# Roadbed and Ballast material?



## devious10 (Jun 20, 2008)

I finished my last retaining wall and will be looking to start the railroad this week, My question is : what would be the best material for the roadbed?
Screenings? crusher run(modified)? or driveway gravel?
My only other concern is how high to make the roadbed?
the nice thing is i have a quarry about 5 minutes from my house....... Thanks in advance!


----------



## Tom Bowdler (Jan 3, 2008)

Depends some on the weather where you are located. Here in upstate NY (near Rochester) I used a 6" deep trench filled with #2 gravel then topped it with #1A gravel for the ballast, raised a bit above the surrounding "terrain" as the full size railways did, though I model narrow gauge so it isn't groomed like that of a class I railroad would be. I used locally available Medina sandstone with a dull reddish color. 
Aristocraft brass track on this base has served well for 14 years now with a bit of yearly re-ballasting. Since my railway is located under trees I have to clean leaves and sticks off the roadbed anyway and re-leveling/ballasting is done at that time. 
You can bring the soil for planting right up to the edge of the gravel and depending on the level of decreptitude you seek some ground covers like thyme and sedum will grow in the ballast itself. 
Some use cement or glue to fix the ballast in place which I didn't do. Some also believe that a drainage pipe in the trench is helpful but since my whole railway is raised a foot or more above grade I never thought it was necessary.

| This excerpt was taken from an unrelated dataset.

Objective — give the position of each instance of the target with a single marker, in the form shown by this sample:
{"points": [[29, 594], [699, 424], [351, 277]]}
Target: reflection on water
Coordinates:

My edging is either large indigenous rocks (my back property line was a farm fence row) and dry laid sandstone slabs obtained from blasting operations at our nearby general aviation airport. Occasionally some wall repair has been necessary but not often enough to be annoying. 
Have fun with your railway, 
Tom


----------



## devious10 (Jun 20, 2008)

Tom, thanks for your input, i forgot to mention my location however im not real far from you i live in north east pennsylvania.My thought was crusher run for roadbed and screenings for ballast but wasnt sure...


----------



## Tom Bowdler (Jan 3, 2008)

I wouldn't recommend crusher run. It is great for driveways where the dust makes it set up rock hard. You want drainage and compensation for freezing/thawing where washed gravel should do a better job. I'm not sure exactly what screenings are but again, if too much dust will not be as good as washed. 
Are you northeast PA or Northeast, PA? One is near NJ, the other between NY and OH. ;>) 
There is a nice train meet at the Trolley Museum in Scranton on Presidents Weekend and you probably know about ECLSTS. 
Have fun, 
Tom


----------



## devious10 (Jun 20, 2008)

near Nj im 40 minutes south of steamtown.Screenings is what is used for walkways.and base for paver walls.when you say #1 and #2 gravel what size is that? thanks again....


----------



## bruce a m (Jan 2, 2008)

Hi I use 3/8 stone in New Jersey Later Bruce


----------